Venni di nuovo afferrato, stavolta per un braccio. A braccarmi era Vince in persona, che mi allontanò dall’uscita e mi fece ripiombare nel delirio. «Ehi… festeggiato!» esclamò. «Dove te ne vai?»

«Temo di aver dimenticato le chiavi in macchina», dissi, cercando di liberarmi da quella stretta mortale. Ma lui mi strattonò ancora più forte.

«No, no, no», ripeteva, spingendomi verso la fontana. «Questa è la tua festa, e tu non te ne andrai da nessuna parte.»

«È bellissima, Vince», provai a convincerlo. «Ma ho proprio bisogno di…»

«Bere!» esclamò lui. Riempì una tazza nella fontana e me la porse, schizzandomi tutta la camicia. «Ecco di che cosa hai bisogno. Banzai !» alzò in aria la sua tazza e la svuotò. Fortunatamente, data la situazione, gli venne un accesso di tosse e io riuscii ad allontanarmi mentre lui tentava di non soffocare.

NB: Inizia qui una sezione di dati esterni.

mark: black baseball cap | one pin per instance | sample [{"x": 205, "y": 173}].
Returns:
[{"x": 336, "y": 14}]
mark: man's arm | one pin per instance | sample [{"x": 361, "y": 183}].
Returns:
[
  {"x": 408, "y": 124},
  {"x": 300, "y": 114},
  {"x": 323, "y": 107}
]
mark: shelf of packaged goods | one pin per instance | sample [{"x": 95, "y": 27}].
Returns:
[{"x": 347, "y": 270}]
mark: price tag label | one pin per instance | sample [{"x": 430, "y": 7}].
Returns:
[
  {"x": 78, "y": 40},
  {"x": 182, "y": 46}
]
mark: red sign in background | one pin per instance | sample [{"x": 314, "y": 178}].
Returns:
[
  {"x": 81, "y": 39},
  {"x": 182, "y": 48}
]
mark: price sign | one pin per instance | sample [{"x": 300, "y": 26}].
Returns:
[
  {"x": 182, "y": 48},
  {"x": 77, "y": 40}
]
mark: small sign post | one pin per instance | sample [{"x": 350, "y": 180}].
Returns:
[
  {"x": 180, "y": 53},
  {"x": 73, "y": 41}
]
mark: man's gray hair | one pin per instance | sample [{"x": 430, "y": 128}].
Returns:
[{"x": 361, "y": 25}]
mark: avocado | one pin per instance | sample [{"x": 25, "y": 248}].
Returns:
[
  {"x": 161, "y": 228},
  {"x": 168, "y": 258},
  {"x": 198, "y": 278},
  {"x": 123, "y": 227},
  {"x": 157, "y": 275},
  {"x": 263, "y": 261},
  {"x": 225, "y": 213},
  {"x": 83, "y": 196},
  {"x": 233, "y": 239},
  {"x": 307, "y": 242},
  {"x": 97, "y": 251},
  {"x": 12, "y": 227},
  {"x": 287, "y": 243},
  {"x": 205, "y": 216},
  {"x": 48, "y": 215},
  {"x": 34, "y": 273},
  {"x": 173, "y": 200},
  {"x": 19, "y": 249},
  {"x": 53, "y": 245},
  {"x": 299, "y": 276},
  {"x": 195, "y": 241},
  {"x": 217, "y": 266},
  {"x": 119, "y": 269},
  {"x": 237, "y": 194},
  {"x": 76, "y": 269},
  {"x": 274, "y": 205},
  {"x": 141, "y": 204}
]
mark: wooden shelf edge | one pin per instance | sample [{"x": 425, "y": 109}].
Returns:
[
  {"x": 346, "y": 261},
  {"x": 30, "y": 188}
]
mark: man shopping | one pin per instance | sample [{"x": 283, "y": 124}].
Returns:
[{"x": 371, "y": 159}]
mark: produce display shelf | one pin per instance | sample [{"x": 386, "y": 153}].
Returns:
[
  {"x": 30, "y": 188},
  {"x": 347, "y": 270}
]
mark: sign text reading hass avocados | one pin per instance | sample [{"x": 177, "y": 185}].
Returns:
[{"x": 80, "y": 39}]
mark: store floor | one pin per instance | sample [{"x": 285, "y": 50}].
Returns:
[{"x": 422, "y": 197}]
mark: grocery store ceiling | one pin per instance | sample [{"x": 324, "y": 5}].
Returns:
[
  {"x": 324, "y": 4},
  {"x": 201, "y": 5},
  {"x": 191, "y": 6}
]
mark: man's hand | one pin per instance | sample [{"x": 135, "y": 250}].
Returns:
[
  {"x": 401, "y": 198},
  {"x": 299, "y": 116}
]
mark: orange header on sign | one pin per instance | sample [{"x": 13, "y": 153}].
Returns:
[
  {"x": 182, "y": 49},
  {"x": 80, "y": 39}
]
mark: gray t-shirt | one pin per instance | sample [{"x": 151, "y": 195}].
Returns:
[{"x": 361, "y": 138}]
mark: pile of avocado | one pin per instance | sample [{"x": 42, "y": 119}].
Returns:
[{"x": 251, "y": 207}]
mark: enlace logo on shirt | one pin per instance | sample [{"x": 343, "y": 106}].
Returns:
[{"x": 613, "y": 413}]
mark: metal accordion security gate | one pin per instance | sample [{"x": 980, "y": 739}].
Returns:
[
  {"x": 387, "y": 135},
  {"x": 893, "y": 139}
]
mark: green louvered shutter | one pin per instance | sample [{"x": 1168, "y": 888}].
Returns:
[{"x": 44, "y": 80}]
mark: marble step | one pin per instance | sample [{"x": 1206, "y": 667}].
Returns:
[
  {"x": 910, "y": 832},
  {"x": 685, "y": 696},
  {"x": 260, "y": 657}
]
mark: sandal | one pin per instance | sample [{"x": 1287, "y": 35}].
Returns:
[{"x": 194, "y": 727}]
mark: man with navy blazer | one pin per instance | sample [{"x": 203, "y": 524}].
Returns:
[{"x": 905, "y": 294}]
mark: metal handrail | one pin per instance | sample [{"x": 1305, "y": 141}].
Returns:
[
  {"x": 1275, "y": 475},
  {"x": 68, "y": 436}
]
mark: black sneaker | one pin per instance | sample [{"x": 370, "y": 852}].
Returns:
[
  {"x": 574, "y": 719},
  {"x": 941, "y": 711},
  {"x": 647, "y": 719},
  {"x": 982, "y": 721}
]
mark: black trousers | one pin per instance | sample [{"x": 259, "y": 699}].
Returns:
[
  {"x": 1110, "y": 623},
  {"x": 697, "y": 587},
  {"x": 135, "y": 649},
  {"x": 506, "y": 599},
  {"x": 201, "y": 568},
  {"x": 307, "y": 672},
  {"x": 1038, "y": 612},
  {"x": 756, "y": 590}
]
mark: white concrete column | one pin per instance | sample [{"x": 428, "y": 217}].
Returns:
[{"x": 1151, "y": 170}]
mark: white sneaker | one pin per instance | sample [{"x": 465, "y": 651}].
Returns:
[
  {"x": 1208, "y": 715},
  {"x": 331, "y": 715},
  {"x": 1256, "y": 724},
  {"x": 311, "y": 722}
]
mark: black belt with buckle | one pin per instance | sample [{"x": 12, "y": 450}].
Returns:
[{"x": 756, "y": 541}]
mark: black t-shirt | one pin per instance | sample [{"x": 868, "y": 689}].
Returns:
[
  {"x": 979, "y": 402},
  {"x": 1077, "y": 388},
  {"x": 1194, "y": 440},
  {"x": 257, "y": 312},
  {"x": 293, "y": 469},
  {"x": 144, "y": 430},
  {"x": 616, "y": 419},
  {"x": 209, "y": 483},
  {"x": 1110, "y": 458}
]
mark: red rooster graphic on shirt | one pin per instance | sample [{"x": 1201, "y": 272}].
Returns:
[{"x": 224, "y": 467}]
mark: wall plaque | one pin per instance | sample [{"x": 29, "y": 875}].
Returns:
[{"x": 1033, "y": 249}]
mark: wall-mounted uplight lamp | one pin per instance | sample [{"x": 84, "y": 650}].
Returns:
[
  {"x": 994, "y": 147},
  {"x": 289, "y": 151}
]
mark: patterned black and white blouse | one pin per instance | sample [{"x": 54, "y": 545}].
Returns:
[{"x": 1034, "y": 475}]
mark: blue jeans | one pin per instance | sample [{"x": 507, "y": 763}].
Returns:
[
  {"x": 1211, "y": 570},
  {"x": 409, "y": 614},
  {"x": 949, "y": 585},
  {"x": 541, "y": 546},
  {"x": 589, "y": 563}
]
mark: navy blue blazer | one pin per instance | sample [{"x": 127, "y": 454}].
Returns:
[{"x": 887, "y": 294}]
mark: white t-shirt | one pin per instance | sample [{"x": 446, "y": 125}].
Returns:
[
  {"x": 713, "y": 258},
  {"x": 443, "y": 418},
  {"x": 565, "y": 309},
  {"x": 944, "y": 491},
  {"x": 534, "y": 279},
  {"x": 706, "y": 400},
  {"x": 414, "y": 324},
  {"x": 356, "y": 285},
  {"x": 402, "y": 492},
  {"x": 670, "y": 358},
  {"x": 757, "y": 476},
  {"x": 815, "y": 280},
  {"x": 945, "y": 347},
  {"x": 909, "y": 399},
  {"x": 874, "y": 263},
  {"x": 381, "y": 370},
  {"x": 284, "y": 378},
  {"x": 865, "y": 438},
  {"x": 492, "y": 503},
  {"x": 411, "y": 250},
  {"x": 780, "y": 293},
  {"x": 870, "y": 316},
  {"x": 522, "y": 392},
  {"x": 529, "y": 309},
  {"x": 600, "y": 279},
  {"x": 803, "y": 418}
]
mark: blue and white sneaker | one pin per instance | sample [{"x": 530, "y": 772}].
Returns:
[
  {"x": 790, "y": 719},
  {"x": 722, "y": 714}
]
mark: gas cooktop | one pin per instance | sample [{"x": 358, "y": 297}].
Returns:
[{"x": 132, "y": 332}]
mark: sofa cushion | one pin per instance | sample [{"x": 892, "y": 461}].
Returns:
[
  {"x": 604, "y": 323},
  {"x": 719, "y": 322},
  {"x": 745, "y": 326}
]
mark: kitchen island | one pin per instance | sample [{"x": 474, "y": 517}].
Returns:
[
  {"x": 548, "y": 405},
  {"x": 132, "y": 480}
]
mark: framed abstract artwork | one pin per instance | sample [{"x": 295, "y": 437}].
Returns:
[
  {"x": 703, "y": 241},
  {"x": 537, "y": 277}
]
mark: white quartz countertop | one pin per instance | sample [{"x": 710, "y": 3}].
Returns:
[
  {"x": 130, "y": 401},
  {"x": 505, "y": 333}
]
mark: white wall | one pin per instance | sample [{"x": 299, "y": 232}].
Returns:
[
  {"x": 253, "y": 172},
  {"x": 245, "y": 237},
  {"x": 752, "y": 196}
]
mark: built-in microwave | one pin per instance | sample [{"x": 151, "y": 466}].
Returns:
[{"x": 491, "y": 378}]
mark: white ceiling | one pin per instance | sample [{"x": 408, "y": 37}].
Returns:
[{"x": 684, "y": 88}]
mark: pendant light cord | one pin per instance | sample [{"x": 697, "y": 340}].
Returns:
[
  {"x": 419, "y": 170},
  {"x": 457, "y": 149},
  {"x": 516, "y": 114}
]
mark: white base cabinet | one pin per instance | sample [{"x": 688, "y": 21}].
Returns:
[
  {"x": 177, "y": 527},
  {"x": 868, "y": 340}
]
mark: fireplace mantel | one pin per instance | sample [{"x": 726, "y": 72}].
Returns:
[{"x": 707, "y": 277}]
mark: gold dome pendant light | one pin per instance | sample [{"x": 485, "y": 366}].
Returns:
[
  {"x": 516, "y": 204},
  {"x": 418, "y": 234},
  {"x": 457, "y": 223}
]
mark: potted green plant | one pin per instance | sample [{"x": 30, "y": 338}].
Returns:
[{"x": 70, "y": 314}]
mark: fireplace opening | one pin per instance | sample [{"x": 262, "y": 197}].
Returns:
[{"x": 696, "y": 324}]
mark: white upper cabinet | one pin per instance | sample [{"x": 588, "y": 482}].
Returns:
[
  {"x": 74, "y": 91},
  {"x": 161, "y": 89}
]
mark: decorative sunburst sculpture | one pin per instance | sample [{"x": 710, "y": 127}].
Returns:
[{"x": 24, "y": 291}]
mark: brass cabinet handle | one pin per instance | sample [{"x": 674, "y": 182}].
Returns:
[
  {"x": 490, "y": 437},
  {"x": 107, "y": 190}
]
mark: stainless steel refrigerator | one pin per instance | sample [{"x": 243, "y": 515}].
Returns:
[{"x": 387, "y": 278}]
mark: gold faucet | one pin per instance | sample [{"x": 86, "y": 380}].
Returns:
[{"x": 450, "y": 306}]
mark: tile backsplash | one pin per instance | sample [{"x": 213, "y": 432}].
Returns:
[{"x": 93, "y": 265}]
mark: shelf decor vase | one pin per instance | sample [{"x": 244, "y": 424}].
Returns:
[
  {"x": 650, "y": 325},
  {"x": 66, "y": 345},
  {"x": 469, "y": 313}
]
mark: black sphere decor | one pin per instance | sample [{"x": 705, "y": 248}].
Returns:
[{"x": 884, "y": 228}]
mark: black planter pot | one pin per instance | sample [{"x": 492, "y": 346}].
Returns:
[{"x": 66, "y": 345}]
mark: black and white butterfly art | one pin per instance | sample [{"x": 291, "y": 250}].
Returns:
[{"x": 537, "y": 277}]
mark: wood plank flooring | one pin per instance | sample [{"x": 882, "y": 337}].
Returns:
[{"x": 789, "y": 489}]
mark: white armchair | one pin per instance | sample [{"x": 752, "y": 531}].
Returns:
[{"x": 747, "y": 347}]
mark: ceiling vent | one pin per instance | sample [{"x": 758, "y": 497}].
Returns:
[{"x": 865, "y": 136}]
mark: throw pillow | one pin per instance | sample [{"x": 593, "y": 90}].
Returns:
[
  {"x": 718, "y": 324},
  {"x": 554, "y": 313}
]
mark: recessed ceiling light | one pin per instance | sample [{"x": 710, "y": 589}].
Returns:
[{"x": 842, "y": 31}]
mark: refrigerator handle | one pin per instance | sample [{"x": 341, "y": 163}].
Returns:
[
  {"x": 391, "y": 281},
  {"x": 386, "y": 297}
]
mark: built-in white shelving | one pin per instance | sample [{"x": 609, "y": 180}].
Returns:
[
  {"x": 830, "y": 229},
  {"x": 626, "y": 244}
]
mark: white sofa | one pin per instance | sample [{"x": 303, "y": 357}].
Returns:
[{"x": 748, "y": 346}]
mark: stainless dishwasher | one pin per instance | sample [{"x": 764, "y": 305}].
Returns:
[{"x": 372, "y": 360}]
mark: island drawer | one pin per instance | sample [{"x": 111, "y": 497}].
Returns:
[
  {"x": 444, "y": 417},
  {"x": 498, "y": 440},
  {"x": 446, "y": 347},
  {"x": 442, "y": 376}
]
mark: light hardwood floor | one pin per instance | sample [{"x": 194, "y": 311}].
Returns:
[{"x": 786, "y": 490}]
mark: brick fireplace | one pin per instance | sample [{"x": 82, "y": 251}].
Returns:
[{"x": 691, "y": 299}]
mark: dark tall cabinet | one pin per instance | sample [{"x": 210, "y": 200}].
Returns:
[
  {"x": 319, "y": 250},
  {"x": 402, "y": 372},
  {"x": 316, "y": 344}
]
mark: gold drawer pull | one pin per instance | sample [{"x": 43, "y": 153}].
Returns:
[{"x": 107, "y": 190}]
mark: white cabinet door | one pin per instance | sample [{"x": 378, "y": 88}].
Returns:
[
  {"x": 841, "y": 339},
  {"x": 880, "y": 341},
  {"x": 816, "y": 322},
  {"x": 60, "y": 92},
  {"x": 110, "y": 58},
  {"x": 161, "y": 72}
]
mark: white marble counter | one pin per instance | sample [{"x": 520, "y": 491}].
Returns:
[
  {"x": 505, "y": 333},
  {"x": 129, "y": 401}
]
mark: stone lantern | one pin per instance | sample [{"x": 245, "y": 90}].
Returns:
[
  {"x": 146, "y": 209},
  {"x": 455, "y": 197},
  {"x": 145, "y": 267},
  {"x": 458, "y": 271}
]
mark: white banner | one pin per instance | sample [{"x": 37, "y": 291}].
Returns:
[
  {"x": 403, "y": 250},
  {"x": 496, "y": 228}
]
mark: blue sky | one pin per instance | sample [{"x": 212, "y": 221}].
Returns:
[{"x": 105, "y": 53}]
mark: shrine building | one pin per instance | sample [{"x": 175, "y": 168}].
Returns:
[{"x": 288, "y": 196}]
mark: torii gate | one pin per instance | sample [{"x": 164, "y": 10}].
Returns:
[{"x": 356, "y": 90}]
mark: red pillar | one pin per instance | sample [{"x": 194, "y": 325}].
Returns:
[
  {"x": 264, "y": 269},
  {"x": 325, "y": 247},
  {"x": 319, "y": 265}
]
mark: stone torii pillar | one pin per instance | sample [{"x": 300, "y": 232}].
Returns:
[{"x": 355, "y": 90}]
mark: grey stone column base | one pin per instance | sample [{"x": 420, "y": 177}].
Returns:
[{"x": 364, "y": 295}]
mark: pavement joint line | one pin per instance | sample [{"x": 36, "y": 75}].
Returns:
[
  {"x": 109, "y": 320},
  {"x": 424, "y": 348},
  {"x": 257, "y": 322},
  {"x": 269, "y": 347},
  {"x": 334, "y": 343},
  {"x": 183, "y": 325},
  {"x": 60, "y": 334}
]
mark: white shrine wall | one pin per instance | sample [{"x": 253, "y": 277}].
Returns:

Avevo appena imboccato il sentiero che Vince apparve sulla porta. «Ehi!» mi urlò. «Non puoi andartene adesso, arrivano le spogliarelliste!»

«Vengo subito!» esclamai. «Tienimi da parte un altro drink!»

«Okay!» rispose, con il suo sorriso falso. «Ah! Banzai !» E tornò alla festa facendomi un allegro cenno di saluto.

Mi rimisi a cercare Doakes.

Ormai ero così abituato, ovunque fossi, a vederlo parcheggiare dall’altra parte della strada, che mi aspettavo di individuarlo all’istante. Invece non fu così. Quando alla fine notai la famosa Taurus marrone, compresi l’intelligenza della sua mossa. Doakes aveva parcheggiato in strada sotto un grande albero, che non faceva passare la luce dei lampioni. Era il tipico atteggiamento di qualcuno che cerca di nascondersi, ma nello stesso tempo avrebbe permesso al dottor Danco di avvicinarsi tranquillamente, sicuro di non essere visto.

Mi accostai all’auto. Non appena la raggiunsi si abbassò il finestrino. «Non c’è ancora», fece Doakes.

«Dovresti entrare a bere qualcosa», dissi.

«Io non bevo.»

«E non vai nemmeno alle feste, altrimenti avresti dovuto sapere che aspettare fuori in macchina non è il modo migliore per parteciparvi.»

Il sergente Doakes non rispose, ma tirò su il finestrino, aprì la portiera e scese. «Se arriva adesso, che cosa farai?» mi chiese.

«Conto sul mio fascino per salvarmi la pelle», dichiarai. «Entra ora, finché puoi ancora trovare qualcuno sobrio.»

Attraversammo insieme la strada. Di fatto non ci tenevamo per mano, ma la circostanza era così strana che non mi sarei sorpreso se fosse successo. Mentre eravamo in mezzo, una macchina svoltò l’angolo e ci venne incontro. Avrei voluto scappare e tuffarmi in una fila di oleandri, ma fui molto fiero del mio aplomb perché mi limitai a osservare l’auto in avvicinamento. Si muoveva lenta e quando ci raggiunse, io e il sergente Doakes eravamo proprio al centro della strada.